Por OTAVIANO HELENE*
Qualquer que seja o lado examinado sobre o projeto — agora uma lei — paulista das escolas cívico-militares é ruim
A criação de escolas cívico-militares, projeto transformado na Lei Complementar 1398/2024, aprovada pela Assembleia Legislativa paulista, recebeu críticas amplas de todos os setores envolvidos com a educação. A oposição a esse projeto conseguiu uma quase unanimidade entre educadores, formuladores de políticas educacionais, entidades científicas e sindicais, entidades ligadas aos setores público e privado, administradores e demais profissionais de todas as áreas ligadas à educação: todos o criticaram, pois por qualquer ângulo que o projeto seja analisado, ele tem problemas.
Ainda que já tenha recebido muitas críticas, o projeto tem tantos problemas que elas não se esgotaram. Vejamos algumas pouco lembradas.
O texto que encaminha a proposta à Assembleia Legislativa e que a justifica (ver PLC 9/2024), logo após um primeiro parágrafo formal, afirma que a implantação será feita “priorizando-se aquelas [escolas] situadas em regiões de maior incidência de criminalidade”. Tal frase deixa claro que a intenção do projeto não é a educação, o ensino, a aprendizagem ou o desenvolvimento de crianças e jovens; caso fosse esse, o primeiro argumento em sua defesa deveria fazer referência aos processos de ensino e aprendizado.
O problema da criminalidade está fora das escolas, e afeta diariamente a vida da totalidade da população. É lá que a polícia deve agir, inclusive impedindo que tais problemas invadam as escolas e afetem seus estudantes e trabalhadores.
Se o objetivo do projeto é usar a capacidade de trabalho de pessoas aposentadas para promover o “desenvolvimento de um ambiente escolar adequado, que promova avanço no processo de ensino-aprendizagem”, justificativa que aparece no terceiro parágrafo da carta que o encaminhou, não deveria ser por meio do uso de militares aposentados. Esse objetivo seria mais bem satisfeito se os aposentados convidados fossem professores, orientadores educacionais, psicólogos escolares, assistentes sociais ou outros profissionais com muito maior experiência com os problemas das escolas e de seus estudantes.
Outra possibilidade seria convidar pessoas aposentadas das áreas da saúde, tais como enfermagem, fisioterapia, fonoaudiologia, medicina, odontologia entre tantas outras; isso responderia a muitas das necessidades dos estudantes das escolas públicas, contribuindo para reduzir problemas que afetam o desenvolvimento e o aprendizado de crianças e adolescentes. Entre cientistas e docentes universitários também seria fácil encontrar muitas pessoas motivadas e dispostas a colaborar com o avanço nos processos de ensino e aprendizado em escolas públicas.

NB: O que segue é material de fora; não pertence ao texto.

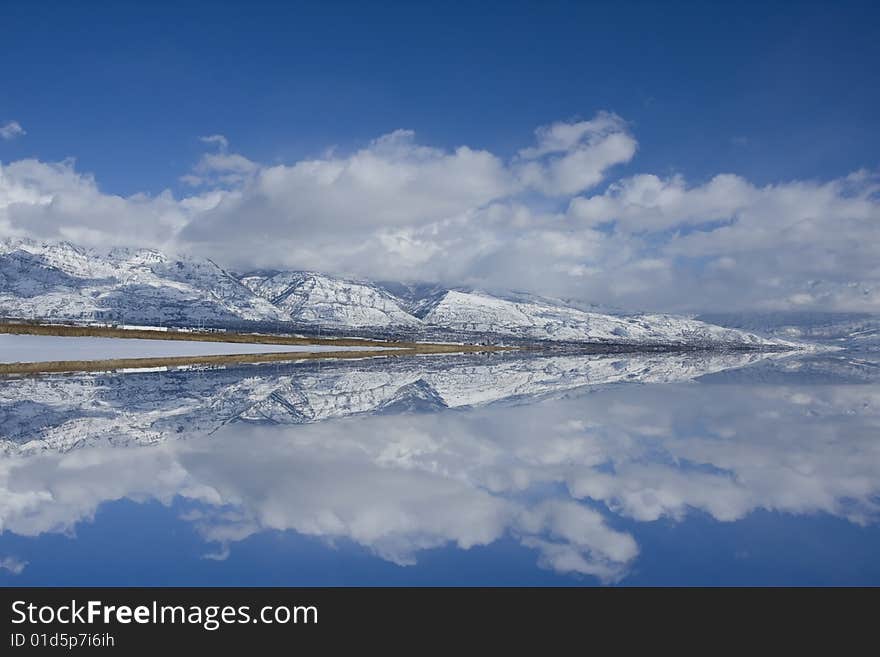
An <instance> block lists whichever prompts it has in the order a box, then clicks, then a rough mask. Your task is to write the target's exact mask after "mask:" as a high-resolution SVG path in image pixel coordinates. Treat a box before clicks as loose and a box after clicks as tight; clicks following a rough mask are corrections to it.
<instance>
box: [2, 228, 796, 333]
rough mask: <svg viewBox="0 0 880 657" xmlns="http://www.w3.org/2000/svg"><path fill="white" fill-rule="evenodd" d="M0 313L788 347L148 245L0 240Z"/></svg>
mask: <svg viewBox="0 0 880 657" xmlns="http://www.w3.org/2000/svg"><path fill="white" fill-rule="evenodd" d="M0 316H4V317H6V318H16V319H33V320H43V321H59V320H66V321H74V322H109V323H120V324H145V325H157V324H161V325H170V326H189V327H193V326H206V325H212V326H217V327H222V326H229V325H233V324H235V325H236V326H240V325H241V324H251V325H253V326H258V325H259V326H262V325H268V326H271V327H272V328H273V330H302V331H318V332H321V331H325V330H326V331H330V332H336V333H341V334H345V333H349V334H353V335H354V334H367V333H369V334H370V335H372V336H376V335H379V336H382V335H384V336H387V337H390V338H394V339H398V338H400V337H403V336H409V337H412V338H413V339H430V340H451V341H462V340H469V341H479V342H482V341H490V342H505V341H513V342H541V343H554V344H556V343H575V344H583V343H590V344H596V343H598V344H606V345H630V346H632V345H644V346H661V347H662V346H667V347H688V348H748V349H760V348H794V347H797V346H798V345H797V344H796V343H794V342H791V341H788V340H784V339H782V338H780V337H778V336H776V337H774V338H772V339H768V338H763V337H760V336H758V335H755V334H754V333H749V332H747V331H744V330H739V329H734V328H723V327H720V326H716V325H713V324H709V323H706V322H701V321H699V320H696V319H691V318H687V317H678V316H674V315H662V314H638V315H617V314H615V315H611V314H606V313H598V312H593V311H588V310H583V309H580V308H576V307H572V306H570V305H562V304H561V303H559V302H556V301H554V300H550V299H546V298H543V297H539V296H537V295H530V294H524V293H511V294H510V295H509V296H507V297H505V296H499V295H493V294H489V293H487V292H483V291H480V290H475V289H468V288H449V287H444V286H440V285H433V284H407V283H395V282H389V281H385V282H382V283H374V282H371V281H367V280H358V279H351V278H342V277H335V276H329V275H327V274H323V273H320V272H315V271H305V270H303V271H300V270H291V271H285V270H255V271H252V272H246V273H243V274H234V273H232V272H230V271H228V270H226V269H224V268H223V267H221V266H220V265H218V264H217V263H215V262H214V261H213V260H210V259H207V258H197V257H192V256H182V255H177V256H170V255H168V254H165V253H163V252H161V251H159V250H156V249H130V248H114V249H110V250H108V251H98V250H95V249H86V248H82V247H78V246H75V245H73V244H71V243H69V242H57V243H52V242H36V241H33V240H24V239H6V240H3V241H0Z"/></svg>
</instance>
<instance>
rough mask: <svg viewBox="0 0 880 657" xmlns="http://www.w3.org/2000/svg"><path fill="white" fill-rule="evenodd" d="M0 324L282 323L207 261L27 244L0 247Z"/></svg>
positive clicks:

Na carta de encaminhamento do projeto, além das poucas justificativas para sua implantação, não há um diagnóstico dos principais problemas do sistema educacional, coisa que seria fundamental para subsidiar uma lei complementar à Constituição do Estado que tenha como objetivo a desenvolvimento da educação. No parágrafo seguinte da carta há um erro grosseiro de redação que o torna ininteligível. Esse, que não é o único erro de português, denota o descuido de quem a escreveu e o desrespeito por aquelas pessoas às quais a carta era dirigida.

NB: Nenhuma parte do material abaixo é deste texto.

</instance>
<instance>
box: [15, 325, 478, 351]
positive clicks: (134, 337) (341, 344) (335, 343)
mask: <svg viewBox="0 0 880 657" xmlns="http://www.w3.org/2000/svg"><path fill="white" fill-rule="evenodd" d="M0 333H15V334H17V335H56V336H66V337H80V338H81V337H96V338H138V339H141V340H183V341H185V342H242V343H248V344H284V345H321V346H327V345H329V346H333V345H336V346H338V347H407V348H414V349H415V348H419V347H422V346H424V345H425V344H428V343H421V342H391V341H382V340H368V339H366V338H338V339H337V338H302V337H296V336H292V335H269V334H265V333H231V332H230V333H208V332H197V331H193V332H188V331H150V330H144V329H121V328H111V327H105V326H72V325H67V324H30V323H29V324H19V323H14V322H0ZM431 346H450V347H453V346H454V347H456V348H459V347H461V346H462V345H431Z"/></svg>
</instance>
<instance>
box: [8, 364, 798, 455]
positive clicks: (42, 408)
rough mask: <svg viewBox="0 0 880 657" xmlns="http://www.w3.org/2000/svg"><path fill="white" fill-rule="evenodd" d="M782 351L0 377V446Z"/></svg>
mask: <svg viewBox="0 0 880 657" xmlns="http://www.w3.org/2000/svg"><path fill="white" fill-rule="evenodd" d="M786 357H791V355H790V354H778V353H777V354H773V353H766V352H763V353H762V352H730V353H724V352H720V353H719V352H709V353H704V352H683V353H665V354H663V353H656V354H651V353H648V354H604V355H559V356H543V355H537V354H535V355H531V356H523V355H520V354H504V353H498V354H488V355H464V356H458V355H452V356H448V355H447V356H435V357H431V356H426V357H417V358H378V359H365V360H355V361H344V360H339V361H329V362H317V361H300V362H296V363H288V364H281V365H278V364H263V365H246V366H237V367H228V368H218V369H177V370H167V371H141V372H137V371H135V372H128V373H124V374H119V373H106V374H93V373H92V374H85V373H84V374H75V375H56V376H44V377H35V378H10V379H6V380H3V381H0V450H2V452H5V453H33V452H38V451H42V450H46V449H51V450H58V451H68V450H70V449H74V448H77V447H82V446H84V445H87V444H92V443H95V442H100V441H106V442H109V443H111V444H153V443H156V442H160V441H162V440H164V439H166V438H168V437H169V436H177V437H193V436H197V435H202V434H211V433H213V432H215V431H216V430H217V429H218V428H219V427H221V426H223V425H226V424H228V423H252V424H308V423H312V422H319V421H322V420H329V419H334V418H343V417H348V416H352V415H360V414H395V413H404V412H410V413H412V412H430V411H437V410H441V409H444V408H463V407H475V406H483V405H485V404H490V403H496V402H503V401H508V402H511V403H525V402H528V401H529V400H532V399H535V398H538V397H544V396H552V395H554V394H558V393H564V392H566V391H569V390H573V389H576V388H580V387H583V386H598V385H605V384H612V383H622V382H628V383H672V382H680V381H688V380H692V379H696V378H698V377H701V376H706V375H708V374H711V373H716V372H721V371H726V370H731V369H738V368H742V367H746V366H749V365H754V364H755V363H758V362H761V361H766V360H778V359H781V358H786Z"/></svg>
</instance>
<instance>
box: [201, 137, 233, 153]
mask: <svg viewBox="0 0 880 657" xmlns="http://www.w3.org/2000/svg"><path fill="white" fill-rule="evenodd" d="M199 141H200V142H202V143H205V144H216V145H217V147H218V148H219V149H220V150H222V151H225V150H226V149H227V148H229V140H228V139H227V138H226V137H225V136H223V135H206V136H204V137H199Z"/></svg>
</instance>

Os demais parágrafos também não apresentam justificativas válidas. O citado alinhamento do projeto com o Plano Estadual de Educação não parece ter sustentação. Mesmo a citação de sua ligação com resolução do próprio governo estadual parece frágil, a menos que o significado da palavra “seguro”, na afirmação de que escolas devem oferecer um “ambiente escolar acolhedor e seguro”, tenha algum entendimento diferente daquele usado nos meios educacionais.

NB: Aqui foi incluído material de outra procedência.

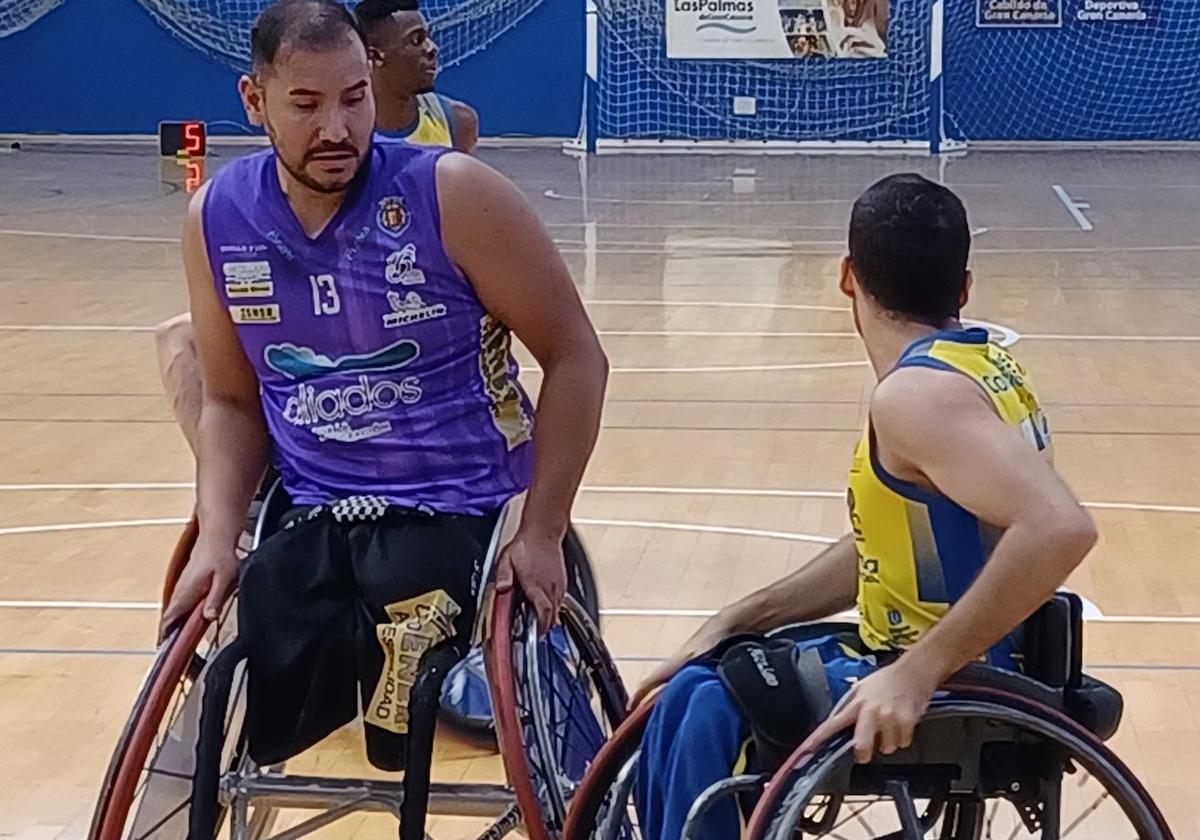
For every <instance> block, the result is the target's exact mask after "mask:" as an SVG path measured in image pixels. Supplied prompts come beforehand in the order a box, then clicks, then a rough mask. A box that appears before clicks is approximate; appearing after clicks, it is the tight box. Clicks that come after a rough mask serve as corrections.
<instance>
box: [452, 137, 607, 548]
mask: <svg viewBox="0 0 1200 840" xmlns="http://www.w3.org/2000/svg"><path fill="white" fill-rule="evenodd" d="M438 196H439V198H440V202H442V228H443V235H444V238H445V244H446V250H448V252H449V253H450V257H451V258H452V259H454V260H455V263H456V264H458V265H460V266H461V268H462V270H463V272H464V274H466V275H467V277H468V278H469V280H470V282H472V283H473V284H474V287H475V292H476V294H479V298H480V300H481V301H482V304H484V306H485V307H486V308H487V310H488V312H491V313H492V314H493V316H494V317H496V318H498V319H499V320H500V322H503V323H504V324H506V325H508V326H509V328H510V329H511V330H512V332H514V335H516V337H517V338H520V340H521V342H522V343H523V344H524V346H526V347H527V348H529V352H530V353H533V355H534V358H535V359H536V360H538V364H539V365H540V366H541V371H542V383H541V394H540V397H539V400H538V421H536V434H535V436H534V476H533V485H532V487H530V490H529V498H528V500H527V503H526V508H524V517H526V520H527V521H530V522H533V523H535V524H536V526H538V527H539V528H541V529H547V530H551V532H553V533H556V534H557V535H558V536H559V538H560V536H562V535H563V534H564V533H565V530H566V526H568V521H569V517H570V510H571V502H572V500H574V497H575V492H576V491H577V490H578V485H580V480H581V479H582V476H583V468H584V467H586V466H587V462H588V457H589V456H590V455H592V448H593V445H594V444H595V439H596V434H598V432H599V428H600V409H601V404H602V402H604V391H605V383H606V379H607V360H606V359H605V354H604V350H602V349H601V348H600V341H599V338H598V337H596V334H595V330H594V329H593V328H592V322H590V320H589V319H588V316H587V312H586V311H584V310H583V304H582V302H581V301H580V296H578V293H577V292H576V290H575V284H574V283H572V282H571V276H570V272H569V271H568V270H566V265H565V264H564V263H563V259H562V257H560V256H559V253H558V251H557V250H556V248H554V245H553V242H552V241H551V239H550V235H548V234H547V233H546V229H545V228H544V227H542V224H541V221H540V220H539V218H538V216H536V215H535V214H534V211H533V208H532V206H530V205H529V202H528V200H527V199H526V197H524V196H523V194H522V193H521V191H520V190H517V188H516V187H515V186H514V185H512V184H511V182H510V181H509V180H508V179H505V178H504V176H503V175H500V174H499V173H497V172H496V170H493V169H491V168H490V167H487V166H485V164H484V163H480V162H479V161H475V160H474V158H470V157H466V156H462V155H449V156H446V157H443V158H442V161H440V162H439V163H438Z"/></svg>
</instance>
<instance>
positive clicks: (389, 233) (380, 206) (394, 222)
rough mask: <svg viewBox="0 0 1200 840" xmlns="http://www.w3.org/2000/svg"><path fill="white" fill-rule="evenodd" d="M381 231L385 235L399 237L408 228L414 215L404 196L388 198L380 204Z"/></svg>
mask: <svg viewBox="0 0 1200 840" xmlns="http://www.w3.org/2000/svg"><path fill="white" fill-rule="evenodd" d="M377 221H378V222H379V229H380V230H383V232H384V233H388V234H391V235H392V236H398V235H400V234H402V233H404V230H406V229H407V228H408V223H409V222H410V221H412V215H410V214H409V212H408V205H406V204H404V199H403V197H402V196H388V197H386V198H384V199H383V200H380V202H379V215H378V217H377Z"/></svg>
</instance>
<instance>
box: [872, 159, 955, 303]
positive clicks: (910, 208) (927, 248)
mask: <svg viewBox="0 0 1200 840" xmlns="http://www.w3.org/2000/svg"><path fill="white" fill-rule="evenodd" d="M970 253H971V228H970V227H968V226H967V211H966V208H964V206H962V202H961V200H959V197H958V196H955V194H954V193H953V192H950V191H949V190H948V188H946V187H944V186H942V185H941V184H935V182H934V181H930V180H928V179H925V178H922V176H920V175H917V174H901V175H890V176H888V178H884V179H883V180H882V181H877V182H876V184H874V185H871V186H870V187H868V190H866V192H864V193H863V194H862V196H860V197H859V199H858V200H857V202H854V209H853V211H852V212H851V216H850V260H851V264H852V265H853V269H854V276H856V277H857V278H858V282H859V284H860V286H862V287H863V288H864V289H865V290H866V293H868V294H870V295H871V296H872V298H874V299H875V300H876V301H878V304H880V306H882V307H883V308H884V310H887V311H889V312H894V313H895V314H898V316H900V317H902V318H906V319H908V320H916V322H920V323H924V324H930V325H932V326H941V325H942V324H944V323H946V322H947V320H950V319H953V318H958V317H959V301H960V300H961V298H962V289H964V287H965V286H966V275H967V257H968V256H970Z"/></svg>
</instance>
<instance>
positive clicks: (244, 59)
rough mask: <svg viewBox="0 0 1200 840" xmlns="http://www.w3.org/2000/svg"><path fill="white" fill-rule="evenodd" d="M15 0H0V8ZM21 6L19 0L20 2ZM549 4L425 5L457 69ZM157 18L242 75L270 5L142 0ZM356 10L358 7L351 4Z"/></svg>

Por que acreditar que as corporações militares poderiam administrar a disciplina dentro das escolas, como o projeto supõe, quando não conseguem administrar a disciplina no entorno dessas escolas, apesar de policiais serem treinados para esta última tarefa, e não para a primeira?
Qualquer que seja o lado examinado, o projeto, agora uma lei, é ruim. Ele não ajudará a superar nenhum problema de nosso sistema educacional, que são muitos. O principal deles e causa de muitos outros é o orçamento por aluno na rede estadual paulista de educação básica. Esse orçamento, destinado a remunerar professores e demais trabalhadores, à manutenção das escolas, à compra de materiais educacionais, entre tantas outras despesas típicas de um sistema educacional, não deve atingir sequer os quinhentos reais mensais por aluno. Por isso, as escolas não têm condições de atender adequadamente os alunos nem fornecer aos professores as condições adequadas e dignas de trabalho.
A militarização das escolas é mais um problema a atrapalhar a educação pública.
*Otaviano Helene é professor sênior do Instituto de Física da USP.